I'm using KVM, libvirt and DRBD to come up with a custom mirroring and
live migration setup.
I have two servers, each running KVM and libvirt, and both using DRBD
to mirror guests (which are stored on raw DRBD partitions). If I shut
down a guest on one, I can easily get it up and running on the other
without issue.
I have run into some file system corruption trouble if I try to do a
live migration. I have a test script just to test out the bare
functionality I'm looking for (this script would run on the second KVM
server; kvmserv02):
#!/bin/sh
if virsh -c qemu+ssh://kvmserv01/system list | grep -q " guest "; then
echo "Saving state on remote server..."
if ! virsh -c qemu+ssh://kvmserv01/system save guest --running
~/guest.save; then
echo "Could not save state of guest"
exit 1
fi
echo "Setting remote drbd node to secondary..."
if ! ssh root@kvmserv01 "drbdadm secondary guest"; then
echo "Could not change remote host to secondary for guest's DRBD
partition"
exit 1
fi
sleep 5
echo "Setting local drbd node to primary..."
if ! drbdadm primary guest; then
echo "Could not change this host to primary for guest's DRBD partition"
exit 1
fi
sleep 5
echo "Restoring state on local server..."
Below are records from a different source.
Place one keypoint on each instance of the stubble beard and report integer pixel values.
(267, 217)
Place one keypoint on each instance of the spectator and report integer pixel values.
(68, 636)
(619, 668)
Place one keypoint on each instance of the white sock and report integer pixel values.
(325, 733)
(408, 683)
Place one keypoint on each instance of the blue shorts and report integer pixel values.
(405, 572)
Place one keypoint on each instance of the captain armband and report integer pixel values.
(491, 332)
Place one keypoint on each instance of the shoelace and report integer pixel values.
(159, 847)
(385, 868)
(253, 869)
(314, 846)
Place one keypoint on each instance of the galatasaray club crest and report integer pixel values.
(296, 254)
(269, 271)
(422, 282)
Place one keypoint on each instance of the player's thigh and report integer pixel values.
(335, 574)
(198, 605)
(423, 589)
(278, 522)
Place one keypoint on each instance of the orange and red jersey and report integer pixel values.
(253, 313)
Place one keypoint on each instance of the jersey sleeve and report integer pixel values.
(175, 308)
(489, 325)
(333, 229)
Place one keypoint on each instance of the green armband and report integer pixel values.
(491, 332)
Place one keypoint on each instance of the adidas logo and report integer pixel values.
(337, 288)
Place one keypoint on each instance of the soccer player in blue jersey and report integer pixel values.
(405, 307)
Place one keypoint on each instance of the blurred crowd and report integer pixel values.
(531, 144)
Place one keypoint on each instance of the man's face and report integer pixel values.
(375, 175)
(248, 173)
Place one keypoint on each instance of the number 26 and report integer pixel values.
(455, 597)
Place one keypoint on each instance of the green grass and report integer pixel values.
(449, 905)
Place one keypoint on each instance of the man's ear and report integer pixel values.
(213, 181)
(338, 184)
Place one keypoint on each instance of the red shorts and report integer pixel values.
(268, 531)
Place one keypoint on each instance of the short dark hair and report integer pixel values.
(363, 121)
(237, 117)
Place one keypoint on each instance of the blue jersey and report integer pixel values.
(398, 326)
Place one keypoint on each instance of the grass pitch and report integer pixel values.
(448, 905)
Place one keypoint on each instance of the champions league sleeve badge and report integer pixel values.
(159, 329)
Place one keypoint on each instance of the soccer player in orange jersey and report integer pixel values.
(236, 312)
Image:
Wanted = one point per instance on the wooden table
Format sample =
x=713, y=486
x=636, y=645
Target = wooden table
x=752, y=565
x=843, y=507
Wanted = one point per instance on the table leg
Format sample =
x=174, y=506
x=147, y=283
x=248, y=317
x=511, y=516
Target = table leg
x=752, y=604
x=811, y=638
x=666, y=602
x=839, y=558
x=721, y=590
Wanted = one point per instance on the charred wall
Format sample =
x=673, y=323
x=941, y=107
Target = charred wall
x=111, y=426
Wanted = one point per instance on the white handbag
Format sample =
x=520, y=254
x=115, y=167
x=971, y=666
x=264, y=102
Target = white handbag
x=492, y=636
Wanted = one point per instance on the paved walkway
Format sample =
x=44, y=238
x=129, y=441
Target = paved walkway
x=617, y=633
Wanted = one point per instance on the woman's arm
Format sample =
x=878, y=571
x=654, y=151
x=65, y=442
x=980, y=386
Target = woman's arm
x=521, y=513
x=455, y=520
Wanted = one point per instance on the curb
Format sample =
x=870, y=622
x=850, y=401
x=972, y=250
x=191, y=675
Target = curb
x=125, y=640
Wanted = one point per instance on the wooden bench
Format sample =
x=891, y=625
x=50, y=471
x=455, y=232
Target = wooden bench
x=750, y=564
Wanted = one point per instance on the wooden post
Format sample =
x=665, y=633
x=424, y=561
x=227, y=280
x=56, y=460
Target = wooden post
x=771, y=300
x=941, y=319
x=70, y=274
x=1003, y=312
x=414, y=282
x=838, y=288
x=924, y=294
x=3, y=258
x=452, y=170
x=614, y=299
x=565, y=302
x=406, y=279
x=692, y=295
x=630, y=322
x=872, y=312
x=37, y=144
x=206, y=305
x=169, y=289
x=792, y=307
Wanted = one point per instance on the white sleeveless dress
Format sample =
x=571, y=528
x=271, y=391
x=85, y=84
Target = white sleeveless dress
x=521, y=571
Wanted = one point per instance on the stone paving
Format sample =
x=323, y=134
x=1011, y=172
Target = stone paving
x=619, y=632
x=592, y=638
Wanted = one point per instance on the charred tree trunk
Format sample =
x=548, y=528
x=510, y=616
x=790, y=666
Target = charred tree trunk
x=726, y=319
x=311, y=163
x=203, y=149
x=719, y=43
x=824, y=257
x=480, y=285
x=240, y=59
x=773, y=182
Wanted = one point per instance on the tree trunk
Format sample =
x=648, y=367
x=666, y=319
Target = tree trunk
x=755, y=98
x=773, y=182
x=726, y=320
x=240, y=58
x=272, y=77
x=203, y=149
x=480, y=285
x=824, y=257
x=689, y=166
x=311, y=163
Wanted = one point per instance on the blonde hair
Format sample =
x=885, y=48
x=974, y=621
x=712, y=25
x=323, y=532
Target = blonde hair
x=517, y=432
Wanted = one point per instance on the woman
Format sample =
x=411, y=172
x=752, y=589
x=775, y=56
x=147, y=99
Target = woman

if ! virsh restore ~/guest.save --running; then
echo "Could not restore guest state"
exit 1
fi
echo "Deleting state file on local server..."
rm -f ~/guest.save
else
echo 'guest not running on this host'
fi
# End of script
While the state is restored and the guest comes up on the second
server, I end up with filesystem corruptions. My first test guest had
its file system pretty heavily damaged after a few moves back and
forth.
What am I missing here? Or is this just simply a really horrible way to do it?
--
Aaron Clausen
mightymartianca(a)gmail.com